China has discovered a clever alternative to NVIDIA’s scaled-down AI accelerators. DeepSeek’s recent project shines with the Hopper H800s AI accelerators, achieving a whopping performance boost of eight times the usual TFLOPS.
### DeepSeek’s FlashMLA: A Game-Changer for China’s AI Ambitions with NVIDIA’s Modified GPUs
China seems to be forging its own path, especially when it comes to advancing their hardware game. Homegrown companies like DeepSeek are at the forefront, using innovative software solutions to maximize the potential of the hardware they currently have. The latest breakthroughs from DeepSeek are nothing short of impressive. The company claims they have extracted substantial performance from NVIDIA’s “cut-down” Hopper H800 GPUs by optimizing memory usage and resource allocation across different inference requests.

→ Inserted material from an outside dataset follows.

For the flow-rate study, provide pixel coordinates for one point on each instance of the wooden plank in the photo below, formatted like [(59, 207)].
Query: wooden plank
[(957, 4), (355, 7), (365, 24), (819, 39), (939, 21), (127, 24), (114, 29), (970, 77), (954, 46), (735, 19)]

On the first day of their “OpenSource” week, DeepSeek showcased “FlashMLA,” their innovative decoding kernel tailored specifically for NVIDIA’s Hopper GPUs. It’s exciting to see these advancements being shared openly through platforms like Github. The developments DeepSeek has rolled out are ground-breaking, to say the least.
DeepSeek has asserted that they’ve pushed the limits to achieve 580 TFLOPS for BF16 matrix operations on the Hopper H800—an astronomical leap, about eight times the industry norm. And it doesn’t stop there. FlashMLA, through expert memory optimization, delivers memory bandwidth reaching up to 3000 GB/s, nearly doubling the H800’s theoretical max. And what’s mind-boggling is that all this is achieved through clever coding, no hardware changes involved.
A post on Twitter from Visionary x AI highlights this incredible feat—580 TFLOPS and memory speeds hitting 3000 GB/s—transformative achievements that are well beyond the current standards.
FlashMLA employs “low-rank key-value compression,” essentially breaking down data into more manageable parts, boosting processing speed while cutting down memory use by 40%-60%. It also introduces a block-based paging system that allocates memory dynamically based on task demands rather than a fixed amount, which is particularly beneficial for handling variable-length sequences efficiently.
What DeepSeek has accomplished underscores the multifaceted nature of AI computing. It’s not solely reliant on hardware; it’s also about innovative software strategies. Presently, FlashMLA is optimized for Hopper GPUs, but I can’t help but ponder the potential performance gains awaiting the H100, should DeepSeek adapt FlashMLA for it. It’s an exciting time in AI computing, for sure!